My neighborhood liquor store is located just far enough down Melrose that I have to really want it—or need it— to walk all the way over there. It’s aptly named Clown Liquor for the mural of a drunk clown on its side, which is how I look walking out after picking up my third bottle of 11% alc/vol beer. And unlike the heavy wood and rusty hinges that ‘cellar door’ brings to mind, this liquor store offers a swinging glass entry with soft gold-metallic handles, worn thin over the years by the love of its dedicated customers. Beautiful women greet me from the front windows, cardboard cutouts from decades gone by, their eternal youth only faded by the sun. Inside the florescent glow of clear refrigerators line the walls like display cases at Tiffany’s. But unlike Holly Golightly, I don’t need to eat my breakfast from the outside yearning in, I can purchase whatever I want and make it my breakfast! (Malt liquor being an especially filling way to start the day.) Indeed, nothing very bad could happen to me here. Day or night it’s a safe haven from the surrounding city, allowing for a quick stop into a gallery of collected treasures and consumable delights. In a moment of crisis, such as a tornado, where would I rather be?
Even written out, this attractive phrase is still more beautiful: LIQUOR STORE. Could neon tubes aspire to bend into any finer shape? Considering that all the great flashing lights and glowing signs that once decorated the big cities and small towns of America have mostly been torn down, what a windfall it is that most often it’s the liquor stores who have remained relatively untouched. There are still so many to choose from in LA, drenching the city like a tidal wave of libations that crests in Venice Beach and crashes into Downtown, each accompanied by its own neon sign flickering in every color and font known to midcentury man.
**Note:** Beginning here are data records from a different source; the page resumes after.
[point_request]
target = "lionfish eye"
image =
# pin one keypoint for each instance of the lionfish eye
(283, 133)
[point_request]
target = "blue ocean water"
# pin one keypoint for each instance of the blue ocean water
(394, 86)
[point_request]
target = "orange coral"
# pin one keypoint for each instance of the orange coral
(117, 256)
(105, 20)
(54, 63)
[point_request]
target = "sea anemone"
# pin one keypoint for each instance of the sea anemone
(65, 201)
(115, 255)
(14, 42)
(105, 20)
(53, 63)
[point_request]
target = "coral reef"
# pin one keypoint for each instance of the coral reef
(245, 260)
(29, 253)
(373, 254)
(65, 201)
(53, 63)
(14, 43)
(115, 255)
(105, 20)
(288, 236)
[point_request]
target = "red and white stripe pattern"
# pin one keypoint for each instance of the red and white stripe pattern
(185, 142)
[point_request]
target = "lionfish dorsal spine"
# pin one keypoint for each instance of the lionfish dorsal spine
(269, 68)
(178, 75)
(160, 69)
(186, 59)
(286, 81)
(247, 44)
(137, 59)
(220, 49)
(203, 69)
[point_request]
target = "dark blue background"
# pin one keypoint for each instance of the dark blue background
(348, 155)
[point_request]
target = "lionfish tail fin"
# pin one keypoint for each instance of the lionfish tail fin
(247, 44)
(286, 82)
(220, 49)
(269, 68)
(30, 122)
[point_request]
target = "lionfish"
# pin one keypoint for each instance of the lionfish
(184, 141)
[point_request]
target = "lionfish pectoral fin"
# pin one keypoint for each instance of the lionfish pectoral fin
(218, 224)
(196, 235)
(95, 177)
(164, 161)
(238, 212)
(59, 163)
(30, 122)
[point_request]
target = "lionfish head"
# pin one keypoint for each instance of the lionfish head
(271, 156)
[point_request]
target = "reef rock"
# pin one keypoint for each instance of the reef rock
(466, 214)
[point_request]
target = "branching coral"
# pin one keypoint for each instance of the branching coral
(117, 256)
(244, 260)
I pass by them at night, glamorized by their grandeur and scale, tempted to go in, to peruse the jewels.
Late one evening I was walking home alone after another dead end date. The frigid 60-degree wind whipped against my face, this being the cruel dead of winter. I was still blocks away and the world was black, without so much as the moon or stars to guide my way. Looking down, pushing forward, I heard a slight buzz in the air. I looked up, and there, beaming against the midnight sky like a sign from Dionysus: LIQUOR STORE. Beside it beamed an enormous Googie-style arrow pointing me in what I became certain was the best and only direction this night could end. The blazing neon appeared to flash: SIN SIN SIN, FUN FUN FUN, YUM YUM YUM. I willfully succumbed to the arrow’s malevolent guidance and stepped inside.
Can you imagine a world where today’s few remaining neon signs are for something banal like gas stations? Or far worse, cellar doors? We got very lucky.